Before too long, with her self-esteem restored and the help of physical therapy, which she had been doing since June 2018, she was able to have sex with Sean on a couple of occasions.

‘I didn’t feel as broken,’ she said.

Sadly, since the beginning of 2020, she has found herself regressing and her symptoms have been getting worse – which she puts down to the stress of the coronavirus pandemic.

‘Stress can be a real trigger, so the state of the world took its toll on me hugely,’ Kendra said.
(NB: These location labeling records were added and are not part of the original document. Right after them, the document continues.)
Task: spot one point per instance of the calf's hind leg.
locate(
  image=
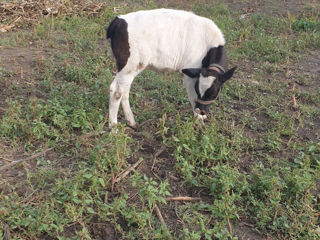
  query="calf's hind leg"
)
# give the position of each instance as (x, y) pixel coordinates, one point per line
(119, 92)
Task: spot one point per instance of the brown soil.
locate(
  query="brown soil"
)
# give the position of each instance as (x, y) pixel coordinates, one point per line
(24, 63)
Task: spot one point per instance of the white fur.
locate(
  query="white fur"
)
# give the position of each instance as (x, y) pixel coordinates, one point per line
(205, 83)
(164, 39)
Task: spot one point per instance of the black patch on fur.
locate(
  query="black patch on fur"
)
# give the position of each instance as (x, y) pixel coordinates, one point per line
(215, 55)
(118, 32)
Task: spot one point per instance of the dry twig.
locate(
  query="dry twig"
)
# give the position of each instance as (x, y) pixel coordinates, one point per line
(163, 223)
(13, 163)
(181, 198)
(127, 171)
(162, 149)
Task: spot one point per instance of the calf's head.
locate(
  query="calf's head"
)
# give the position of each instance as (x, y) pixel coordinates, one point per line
(209, 79)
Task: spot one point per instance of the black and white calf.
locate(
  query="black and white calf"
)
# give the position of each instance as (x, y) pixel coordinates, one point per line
(166, 39)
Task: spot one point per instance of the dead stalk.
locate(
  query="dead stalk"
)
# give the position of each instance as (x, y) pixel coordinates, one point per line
(13, 163)
(162, 149)
(163, 223)
(127, 171)
(180, 198)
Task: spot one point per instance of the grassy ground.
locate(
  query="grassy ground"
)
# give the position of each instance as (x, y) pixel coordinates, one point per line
(253, 171)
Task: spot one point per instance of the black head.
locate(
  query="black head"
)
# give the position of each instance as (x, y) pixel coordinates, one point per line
(208, 84)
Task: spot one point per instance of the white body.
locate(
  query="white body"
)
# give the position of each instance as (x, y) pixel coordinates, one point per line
(163, 39)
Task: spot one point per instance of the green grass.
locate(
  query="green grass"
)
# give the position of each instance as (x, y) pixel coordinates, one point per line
(256, 161)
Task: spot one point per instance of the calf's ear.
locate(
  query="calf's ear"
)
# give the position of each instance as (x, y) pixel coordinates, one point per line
(192, 72)
(226, 76)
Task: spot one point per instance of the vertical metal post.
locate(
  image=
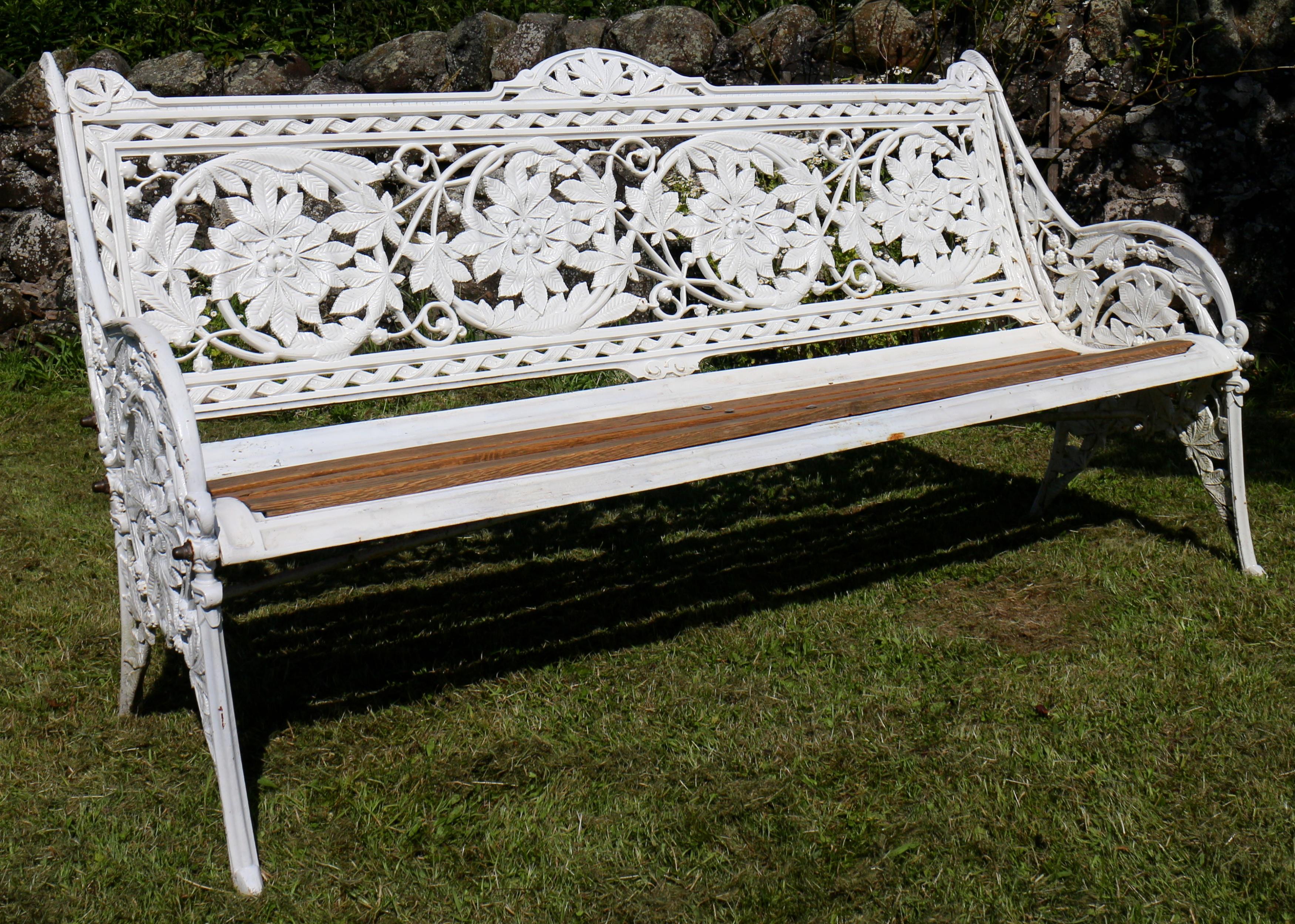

Although Sean was incredibly reassuring, Kendra could not help worrying about the implications for their relationship if she was unable to be intimate with him anymore.

So, at the beginning of September, he surprised and delighted her by proposing.

They are still in the early stages of planning their big day, but Kendra and Sean hope to tie the knot in an outdoor ceremony in 2022.

She has also recently resumed doing her stretches and exercises and hopes this means she will be able to consummate her marriage.

She said: ‘Two years gives me plenty of time. I’ve also started to see a therapist to deal with the emotional fallout of all of this.

‘I don’t want a repeat of my first wedding, so I am determined to be able to consummate the marriage this time.

‘Sean and I would also like a child together one day, though we don’t know whether that will be possible. Only time will tell. I’d want to make sure I was healthy, given my age, before we started trying.

‘Still, he proposed to me after everything we’ve been through, so I know he is a keeper.’

Now, Kendra runs a Facebook support group, connecting with women from around the world and helping them to feel less alone.

‘It’s been such a relief to find women who understand vaginismus,’ she said. ‘Lots don’t speak out as they feel so ashamed, but I’m determined to change that.

‘Although I have been struggling recently, I don’t want my story to scare anyone. I want it to be a story of hope.

‘Like any long-term condition, dealing with vaginismus is a process – but the important thing is to keep going and not give up.’